Bei allen Tätigkeiten mit Gefahrstoffen sind neben den Grundpflichten (nach § 7 GefStoffV) und den Allgemeine Schutzmaßnahmen (nach § 8 GefStoffV) auch bestimmte Grundsätze einzuhalten, die in Technischen Regeln für Gefahrstoffe enthalten sind, beispielsweise in der TRGS 500. Diese betreffen z. B. die Arbeitsplatzgestaltung und Arbeitsorganisation, die Bereitstellung geeigneter Arbeitsmittel sowie die Arbeitsplatzhygiene. 

Die Maßnahmen zum Schutz vor Gefahrstoffen orientieren sich grundsätzlich an den dem Gefahrstoff zugeordneten Gefährlichkeitsmerkmalen, der verwendeten Stoffmenge, der nach Dauer und Höhe zu erwartenden Exposition sowie der Arbeitsbedingungen und werden in der Gefährdungsbeurteilung ermittelt und festgelegt. Wenn die Schutzmaßnahmen der Grundpflichten und der Allgemeinen Schutzmaßnahmen nicht ausreichen, Beschäftigte und Umwelt ausreichend zu schützen, so sind die Zusätzlichen Schutzmaßnahmen (nach § 9 GefStoffV) und ggf. die Besonderen Schutzmaßnahmen zu berücksichtigen, die auf drei weitere Paragraphen der Gefahrstoffverordnung verteilt sind:
  ●  Besondere Schutzmaßnahmen für Tätigkeiten mit krebserzeugenden, keimzellmutagenen und reproduktionstoxischen Stoffen (§ 10 GefStoffV);
  ●  Besondere Schutzmaßnahmen gegen physikalisch-chemische Einwirkungen (§ 11 GefStoffV);
  ●  Spezielle Anforderungen an Tätigkeiten mit explosionsgefährlichen Stoffen und organischen Peroxiden (Anhang III GefStoffV).
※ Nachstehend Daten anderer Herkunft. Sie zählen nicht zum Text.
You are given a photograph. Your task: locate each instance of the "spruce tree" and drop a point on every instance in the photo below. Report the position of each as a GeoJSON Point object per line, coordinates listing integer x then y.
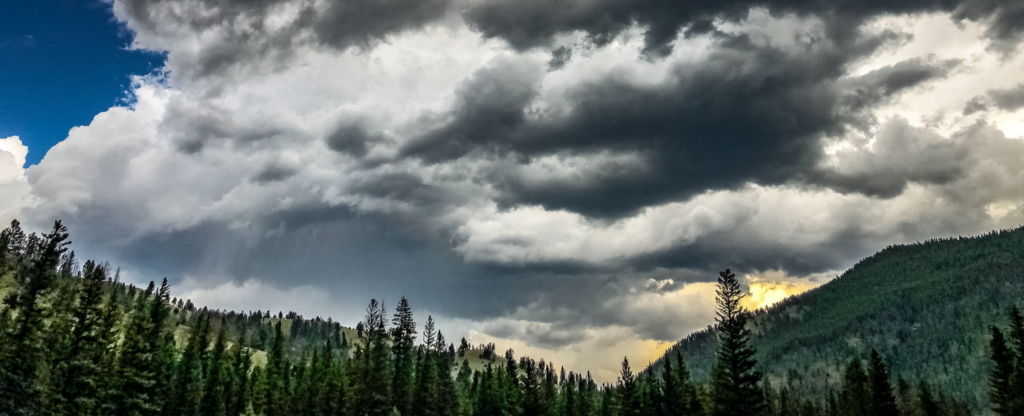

Das Schutzmaßnahmenkonzept ist nach wie vor ein additives Konzept: Die Schutzmaßnahmen des § 8 sind immer alle bei allen Tätigkeiten einzuhalten, auch bei Tätigkeiten mit geringer Gefährdung. Reichen diese Maßnahmen nicht aus, sind aus der Zusammenstellung der zusätzlichen Schutzmaßnahmen die erforderlichen auszuwählen und umzusetzen. Handelt es sich um Tätigkeiten mit CMR-Stoffen oder brand- und explosionsgefährlichen Stoffen, so sind die in den entsprechenden Paragraphen genannten Schutzmaßnahmen jeweils alle zusätzlich einzuhalten. Das sog. TOP-Prinzip (Technisch vor Organisatorisch vor Persönlich) beschreibt die Reihenfolge der Schutzmaßnahmen.